Chamane, vraiment ?

(Ou bien : l’homme qui a vu l’homme qui a vu l’homme

qui a vu l’homme…  qui dit qu’il a dansé avec l’ours)

Merci à Julie qui nous permet de nous retrouver chaque mois, mes ami-es. Quelle chance nous avons. J’ai pensé à mon sujet en discutant tout à l’heure avec Chantal Brault qui contribue aussi chaque mois à ce journal tellement chaleureux, intuitif, intelligent du cœur.

Personnellement, je n’ai jamais rencontré un-e chamane blanc-he. Cela existe certainement, très rarement, si toutefois cette personne a été élevée par des Autochtones et de manière TRÈS traditionnelle et depuis sa tendre enfance.

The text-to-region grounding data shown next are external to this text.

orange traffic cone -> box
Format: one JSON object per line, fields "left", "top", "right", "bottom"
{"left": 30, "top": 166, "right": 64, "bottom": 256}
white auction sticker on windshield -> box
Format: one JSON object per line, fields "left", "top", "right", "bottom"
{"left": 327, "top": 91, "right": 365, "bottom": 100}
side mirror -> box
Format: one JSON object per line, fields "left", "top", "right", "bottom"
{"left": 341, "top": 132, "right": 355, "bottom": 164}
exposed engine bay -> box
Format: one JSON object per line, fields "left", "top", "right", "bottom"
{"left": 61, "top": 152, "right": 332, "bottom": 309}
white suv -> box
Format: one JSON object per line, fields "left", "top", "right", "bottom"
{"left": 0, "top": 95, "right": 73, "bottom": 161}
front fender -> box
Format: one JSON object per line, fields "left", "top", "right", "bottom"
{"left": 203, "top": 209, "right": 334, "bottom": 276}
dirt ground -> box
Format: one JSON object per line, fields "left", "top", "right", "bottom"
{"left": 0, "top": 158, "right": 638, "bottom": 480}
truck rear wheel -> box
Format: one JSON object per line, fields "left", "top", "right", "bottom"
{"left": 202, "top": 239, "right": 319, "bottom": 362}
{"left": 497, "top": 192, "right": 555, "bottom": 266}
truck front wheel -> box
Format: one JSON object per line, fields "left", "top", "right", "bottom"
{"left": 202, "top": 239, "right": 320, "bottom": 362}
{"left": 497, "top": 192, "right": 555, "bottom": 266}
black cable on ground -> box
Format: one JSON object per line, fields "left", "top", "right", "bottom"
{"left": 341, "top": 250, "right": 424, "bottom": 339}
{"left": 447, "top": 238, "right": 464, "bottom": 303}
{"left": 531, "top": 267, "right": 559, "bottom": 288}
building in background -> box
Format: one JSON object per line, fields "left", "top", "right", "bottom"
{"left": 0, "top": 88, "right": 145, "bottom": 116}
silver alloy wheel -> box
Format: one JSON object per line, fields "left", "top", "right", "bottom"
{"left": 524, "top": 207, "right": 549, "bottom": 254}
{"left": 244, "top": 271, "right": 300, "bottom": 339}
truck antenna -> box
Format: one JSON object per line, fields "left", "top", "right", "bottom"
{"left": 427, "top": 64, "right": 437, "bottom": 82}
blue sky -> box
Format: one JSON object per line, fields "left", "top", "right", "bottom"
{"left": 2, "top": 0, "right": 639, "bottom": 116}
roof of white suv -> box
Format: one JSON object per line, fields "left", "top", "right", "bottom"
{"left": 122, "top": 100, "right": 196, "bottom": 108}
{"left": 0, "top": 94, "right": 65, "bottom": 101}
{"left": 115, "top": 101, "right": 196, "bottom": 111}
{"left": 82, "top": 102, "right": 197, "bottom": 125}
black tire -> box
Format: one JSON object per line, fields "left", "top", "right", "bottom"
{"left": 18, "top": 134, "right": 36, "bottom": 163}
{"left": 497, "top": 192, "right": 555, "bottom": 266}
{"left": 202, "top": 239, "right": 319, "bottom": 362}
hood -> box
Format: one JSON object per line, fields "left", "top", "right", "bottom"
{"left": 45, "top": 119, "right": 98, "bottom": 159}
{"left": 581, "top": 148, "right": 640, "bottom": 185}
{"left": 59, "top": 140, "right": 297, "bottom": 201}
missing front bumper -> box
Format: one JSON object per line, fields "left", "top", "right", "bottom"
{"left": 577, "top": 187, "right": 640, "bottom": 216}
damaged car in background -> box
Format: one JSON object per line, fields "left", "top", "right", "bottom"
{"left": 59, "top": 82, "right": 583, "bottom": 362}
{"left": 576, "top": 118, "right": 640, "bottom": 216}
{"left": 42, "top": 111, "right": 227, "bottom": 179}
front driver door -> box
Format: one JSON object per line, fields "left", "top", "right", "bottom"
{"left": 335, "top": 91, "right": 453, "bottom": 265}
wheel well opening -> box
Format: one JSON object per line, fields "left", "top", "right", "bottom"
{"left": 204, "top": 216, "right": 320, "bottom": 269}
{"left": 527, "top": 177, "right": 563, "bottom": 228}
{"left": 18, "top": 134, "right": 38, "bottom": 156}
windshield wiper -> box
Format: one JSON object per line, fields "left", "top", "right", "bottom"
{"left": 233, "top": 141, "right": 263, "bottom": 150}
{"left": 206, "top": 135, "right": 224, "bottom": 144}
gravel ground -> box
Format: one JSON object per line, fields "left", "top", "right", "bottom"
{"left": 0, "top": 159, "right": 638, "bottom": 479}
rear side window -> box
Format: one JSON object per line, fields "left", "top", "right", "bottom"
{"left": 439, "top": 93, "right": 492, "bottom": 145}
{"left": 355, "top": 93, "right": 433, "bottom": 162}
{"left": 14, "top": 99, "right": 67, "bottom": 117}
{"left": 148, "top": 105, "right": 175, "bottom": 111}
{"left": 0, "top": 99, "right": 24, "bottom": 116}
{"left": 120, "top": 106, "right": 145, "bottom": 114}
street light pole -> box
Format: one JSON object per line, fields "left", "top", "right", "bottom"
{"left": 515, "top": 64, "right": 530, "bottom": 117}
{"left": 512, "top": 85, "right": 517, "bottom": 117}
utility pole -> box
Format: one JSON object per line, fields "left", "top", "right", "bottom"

Vous me connaissez un peu, j’ai eu la chance de recevoir de nombreuses expériences, des enseignements traditionnels, danses sacrées, cérémonies, initiations… et pourtant je ne dirais jamais que je suis chamane. Je reprends toujours les personnes qui le disent, ou qui essaient de se valoriser en parlant de moi comme telle.

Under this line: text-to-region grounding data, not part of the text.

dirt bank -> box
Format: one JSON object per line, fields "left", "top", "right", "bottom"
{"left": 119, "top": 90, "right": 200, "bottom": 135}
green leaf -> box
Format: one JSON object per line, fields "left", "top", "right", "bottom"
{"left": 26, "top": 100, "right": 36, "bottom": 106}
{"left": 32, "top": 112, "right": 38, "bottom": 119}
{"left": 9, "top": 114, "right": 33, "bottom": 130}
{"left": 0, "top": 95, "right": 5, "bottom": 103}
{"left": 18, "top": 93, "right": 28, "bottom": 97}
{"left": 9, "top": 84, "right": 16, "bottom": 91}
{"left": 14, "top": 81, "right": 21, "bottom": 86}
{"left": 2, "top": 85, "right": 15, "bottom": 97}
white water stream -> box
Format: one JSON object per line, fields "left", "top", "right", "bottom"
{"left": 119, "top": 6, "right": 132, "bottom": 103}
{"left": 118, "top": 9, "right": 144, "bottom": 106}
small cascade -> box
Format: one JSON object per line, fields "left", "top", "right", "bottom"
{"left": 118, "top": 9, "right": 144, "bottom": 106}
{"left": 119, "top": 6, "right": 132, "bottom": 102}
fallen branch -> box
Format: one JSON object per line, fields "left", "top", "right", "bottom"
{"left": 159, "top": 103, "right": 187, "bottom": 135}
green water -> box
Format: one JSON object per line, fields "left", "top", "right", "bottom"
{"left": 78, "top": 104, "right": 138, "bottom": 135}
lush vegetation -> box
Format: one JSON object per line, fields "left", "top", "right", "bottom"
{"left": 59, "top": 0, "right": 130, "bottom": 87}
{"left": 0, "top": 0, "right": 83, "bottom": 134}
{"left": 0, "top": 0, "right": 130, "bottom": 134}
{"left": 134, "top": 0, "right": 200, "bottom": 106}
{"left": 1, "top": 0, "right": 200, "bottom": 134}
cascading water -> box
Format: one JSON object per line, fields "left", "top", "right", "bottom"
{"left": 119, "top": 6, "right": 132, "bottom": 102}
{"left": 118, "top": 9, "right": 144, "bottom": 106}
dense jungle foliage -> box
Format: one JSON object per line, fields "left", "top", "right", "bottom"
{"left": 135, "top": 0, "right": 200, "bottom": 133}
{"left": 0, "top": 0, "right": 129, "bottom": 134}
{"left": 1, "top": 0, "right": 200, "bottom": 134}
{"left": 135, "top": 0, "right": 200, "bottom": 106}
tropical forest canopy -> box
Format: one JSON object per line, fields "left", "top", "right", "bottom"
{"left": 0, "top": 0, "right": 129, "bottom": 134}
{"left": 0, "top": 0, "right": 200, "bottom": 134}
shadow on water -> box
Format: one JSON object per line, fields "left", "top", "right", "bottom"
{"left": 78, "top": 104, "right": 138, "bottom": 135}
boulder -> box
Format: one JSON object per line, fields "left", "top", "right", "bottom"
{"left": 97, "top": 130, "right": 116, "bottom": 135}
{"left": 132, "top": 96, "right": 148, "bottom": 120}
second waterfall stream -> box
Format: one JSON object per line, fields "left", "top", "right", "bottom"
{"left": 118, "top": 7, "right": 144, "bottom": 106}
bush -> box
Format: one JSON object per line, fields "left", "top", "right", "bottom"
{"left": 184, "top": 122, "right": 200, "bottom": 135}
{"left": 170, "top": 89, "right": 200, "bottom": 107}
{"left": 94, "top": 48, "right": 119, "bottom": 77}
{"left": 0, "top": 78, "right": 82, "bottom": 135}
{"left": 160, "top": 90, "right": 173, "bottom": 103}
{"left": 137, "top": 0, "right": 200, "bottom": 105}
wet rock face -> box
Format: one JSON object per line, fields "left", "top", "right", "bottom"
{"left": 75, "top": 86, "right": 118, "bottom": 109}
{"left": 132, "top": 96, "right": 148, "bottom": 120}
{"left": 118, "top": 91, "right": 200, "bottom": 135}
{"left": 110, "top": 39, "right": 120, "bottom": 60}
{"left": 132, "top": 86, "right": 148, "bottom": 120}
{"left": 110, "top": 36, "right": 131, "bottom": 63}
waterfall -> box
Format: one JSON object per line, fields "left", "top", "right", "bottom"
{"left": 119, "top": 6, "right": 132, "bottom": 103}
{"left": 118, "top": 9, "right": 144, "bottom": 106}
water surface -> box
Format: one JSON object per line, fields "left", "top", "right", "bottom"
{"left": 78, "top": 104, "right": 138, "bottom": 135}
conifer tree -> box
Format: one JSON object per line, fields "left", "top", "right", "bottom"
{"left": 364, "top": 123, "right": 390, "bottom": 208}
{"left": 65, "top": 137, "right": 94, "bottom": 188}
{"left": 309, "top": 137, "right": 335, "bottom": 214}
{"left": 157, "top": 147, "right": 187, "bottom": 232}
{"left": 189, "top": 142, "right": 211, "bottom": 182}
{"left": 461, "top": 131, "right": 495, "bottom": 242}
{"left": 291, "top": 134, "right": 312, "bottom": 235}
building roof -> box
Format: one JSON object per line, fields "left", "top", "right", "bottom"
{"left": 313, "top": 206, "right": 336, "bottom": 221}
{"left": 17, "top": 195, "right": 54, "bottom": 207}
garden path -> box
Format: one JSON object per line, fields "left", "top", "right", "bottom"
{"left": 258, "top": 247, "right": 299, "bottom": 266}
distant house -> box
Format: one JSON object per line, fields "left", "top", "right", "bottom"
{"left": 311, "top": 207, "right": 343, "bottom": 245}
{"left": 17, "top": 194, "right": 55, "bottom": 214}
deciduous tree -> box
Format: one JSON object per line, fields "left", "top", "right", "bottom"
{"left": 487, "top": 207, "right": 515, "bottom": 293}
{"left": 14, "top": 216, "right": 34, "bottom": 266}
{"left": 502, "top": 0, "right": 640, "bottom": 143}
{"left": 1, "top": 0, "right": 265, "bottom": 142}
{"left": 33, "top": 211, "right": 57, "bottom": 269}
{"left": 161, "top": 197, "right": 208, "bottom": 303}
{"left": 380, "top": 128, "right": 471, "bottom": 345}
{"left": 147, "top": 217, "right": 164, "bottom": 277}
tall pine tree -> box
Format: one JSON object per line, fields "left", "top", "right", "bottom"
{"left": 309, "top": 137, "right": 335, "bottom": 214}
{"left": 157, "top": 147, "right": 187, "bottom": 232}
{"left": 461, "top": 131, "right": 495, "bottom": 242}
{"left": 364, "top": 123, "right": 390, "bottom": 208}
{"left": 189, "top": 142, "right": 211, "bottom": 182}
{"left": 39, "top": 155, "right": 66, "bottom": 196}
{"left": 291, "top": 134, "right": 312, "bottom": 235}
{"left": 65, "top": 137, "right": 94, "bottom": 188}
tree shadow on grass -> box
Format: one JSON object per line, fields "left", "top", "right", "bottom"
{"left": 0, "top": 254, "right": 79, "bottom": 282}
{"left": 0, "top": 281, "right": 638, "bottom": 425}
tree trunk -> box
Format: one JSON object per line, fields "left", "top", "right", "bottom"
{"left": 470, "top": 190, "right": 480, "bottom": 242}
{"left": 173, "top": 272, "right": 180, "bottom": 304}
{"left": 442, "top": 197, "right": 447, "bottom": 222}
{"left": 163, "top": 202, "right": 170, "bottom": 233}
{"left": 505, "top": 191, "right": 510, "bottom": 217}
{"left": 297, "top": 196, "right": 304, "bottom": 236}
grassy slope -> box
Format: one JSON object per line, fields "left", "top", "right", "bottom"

Oui j’ai un tambour; un élan a donné sa vie pour que je puisse le fabriquer, oui j’en joue, oui je facilite des cérémonies, mais je suis TRÈS blanche. Ça me fait sourire de l’écrire.

Cela me rappelle, lors de ma première invitation dans une réserve de Californie, dont je ne mentionne pas le nom à escient pour en préserver l’anonymat, une des Amérindiennes m’avait dit que j’étais blanche. Pour elle c’était difficile d’accueillir sur son lieu de vie une personne qui avait contribué au massacre de son peuple. Je sentais très fort son émotion. J’étais sincèrement désolée pour elle. C’est ignoble ce que les Blancs ont fait à ce peuple.

Gran-ma, la maman de cette femme, la femme du Chef, avait reçu en message d’ouvrir sa famille à recevoir des gens de l’extérieur. Je la remercie infiniment; elle, son mari, toute sa famille élargie m’ont énormément donné. Ils sont ma famille d’adoption. Je me suis sentie aimée, accueillie, comprise au-delà de tous les mots que je pourrais bien utiliser. A l’époque, j’étais rousse, blanche, aux yeux bleus, la seule invitée blanche, française en plus. Oui ça faisait tache !

J’ai envie de vous raconter une anecdote. Le premier jour de ma vie sur la Réserve, j’étais venue invitée par ma guide indigène pour un cercle de femmes. Nous étions peut-être une quarantaine. À l’heure du déjeuner, j’étais en train de m’affairer dans les préparatifs quand j’ai senti l’énergie changer. Je me suis redressée, j’ai regardé autour de moi, j’ai alors découvert tout un groupe d’hommes Amérindiens, les cheveux en bas du dos, nattés ou non. Ils marchaient tous d’un pas lent, comme s’ils allaient entrer dans Terre Mère à chaque enjambée. J’ai failli m’évanouir, c’était un choc énorme pour moi. C’était comme si je retrouvais une partie de moi, je venais de faire connaissance avec ma famille, mais que je n’avais jamais connue. Maison, comme dirait Ety.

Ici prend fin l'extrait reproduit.